Am folgenden Morgen auf dem Weg zum Dorfladen mit den Kindern fühlte ich mich schon munterer. Auf einer Skala von eins bis zehn – was immer meine Richtschnur war – lag ich eher bei fünf als bei vier. Es war ein schöner Morgen mit blauem Himmel, und da es schon spät im Jahr war, fielen lange dramatische Schatten auf meinen Weg, während ich über den Dorfanger ging. Es waren in erster Linie die Schatten von Bäumen, aber dann auch der Schatten eines Mannes direkt hinter mir. Ich warf einen Blick über die Schulter. Es war Schmuddelbob, der, ganz untypisch für ihn, ein Tweed-Jackett und eine Krawatte trug und mir zu folgen schien. Ich wandte mich um, blieb stehen.
»Hi, Bob.«
Wie seltsam. Er trug tatsächlich eine Blume im Knopfloch, eine kleine weiße Nelke an seinem Revers. Er strahlte mich an. Holte mich ein.
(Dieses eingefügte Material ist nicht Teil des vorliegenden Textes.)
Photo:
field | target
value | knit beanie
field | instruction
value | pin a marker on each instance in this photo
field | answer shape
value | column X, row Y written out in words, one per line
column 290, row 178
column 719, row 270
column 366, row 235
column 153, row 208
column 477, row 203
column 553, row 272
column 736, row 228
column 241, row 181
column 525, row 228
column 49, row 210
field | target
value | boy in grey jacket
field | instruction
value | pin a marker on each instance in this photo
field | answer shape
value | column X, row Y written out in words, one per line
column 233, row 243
»Hallo, Poppy. Wie geht’s dir?«
»Danke, gut. Du siehst aber schick aus heute.«
»Ach, du weißt schon. Dachte, es wäre endlich mal an der Zeit.«
Wofür wohl, überlegte ich, während wir gemeinsam in Richtung Dorfladen gingen.
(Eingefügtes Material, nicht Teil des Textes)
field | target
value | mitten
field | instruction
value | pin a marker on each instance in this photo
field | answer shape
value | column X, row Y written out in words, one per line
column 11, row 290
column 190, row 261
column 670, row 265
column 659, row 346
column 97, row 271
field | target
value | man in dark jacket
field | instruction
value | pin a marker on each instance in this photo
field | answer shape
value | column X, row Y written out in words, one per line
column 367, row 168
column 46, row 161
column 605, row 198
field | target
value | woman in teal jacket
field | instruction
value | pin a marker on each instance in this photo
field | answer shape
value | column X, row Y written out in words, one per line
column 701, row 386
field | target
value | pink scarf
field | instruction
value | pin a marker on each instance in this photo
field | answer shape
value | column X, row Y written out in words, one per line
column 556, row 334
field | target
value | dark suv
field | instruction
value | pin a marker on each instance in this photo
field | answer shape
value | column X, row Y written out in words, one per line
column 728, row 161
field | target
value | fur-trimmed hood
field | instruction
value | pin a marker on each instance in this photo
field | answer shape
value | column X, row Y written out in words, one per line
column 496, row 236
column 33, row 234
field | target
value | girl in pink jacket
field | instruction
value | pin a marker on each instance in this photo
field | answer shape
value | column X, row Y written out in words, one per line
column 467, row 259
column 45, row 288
»Äh, Poppy. Ich hatte mich gefragt, ob du wohl Lust hättest, nächste Woche mal mit mir essen zu gehen.«
Ich starrte ihn an. Wollte meinen Ohren nicht trauen. Schmuddelbob? Schlips und Kragen? Vor dem Dorfladen?
»Wie bitte?«
»Ja, ich dachte, wir könnten vielleicht ins King’s Head gehen. Wie wäre es mit Samstag?«
Ich blinzelte ein paarmal, fand irgendwann die Sprache wieder.
»Das ist total nett von dir, Bob, aber ich fürchte, ich habe Samstag schon was vor.«
»Sonntag?«
Sonntag war üblicherweise kein Tag, der sich für ein Date anbot, aber Bob war so ohne jede soziale Orientierung, dass er das nicht wissen konnte. Ich ahnte schon, dass er im Falle meiner Absage »Montag?« sagen würde und so weiter – bis Weihnachten.
»Ich fürchte, ich bin noch nicht so weit, dass ich ausgehen möchte«, sagte ich freundlich.
»Wirklich? Du siehst aber gut aus, kämmst dir wieder die Haare und so.«
Ich schluckte. »Nein, ich meinte das nicht aufs Aussehen bezogen. Ich meinte, weil mein Mann gerade gestorben ist.«
Was natürlich unaufrichtig war. Und genau das hatte Bob blitzschnell erkannt.
»Wie kommt es dann, dass du gestern Abend so weit warst?«
Keine der üblichen Floskeln und Konventionen für eine freundliche Absage würden hier etwas nützen; es war, als hätte ich es mit einem Kind zu tun. Aus den Augenwinkeln hatte ich die übliche Schar von Müttern bemerkt, die mit Babys und Kinderwagen vor dem Dorfladen verweilten, nachdem sie Milch und die Zeitung gekauft hatten. Sie hatten in ihrem Schwätzchen innegehalten und lauschten jetzt ebenso aufmerksam wie amüsiert.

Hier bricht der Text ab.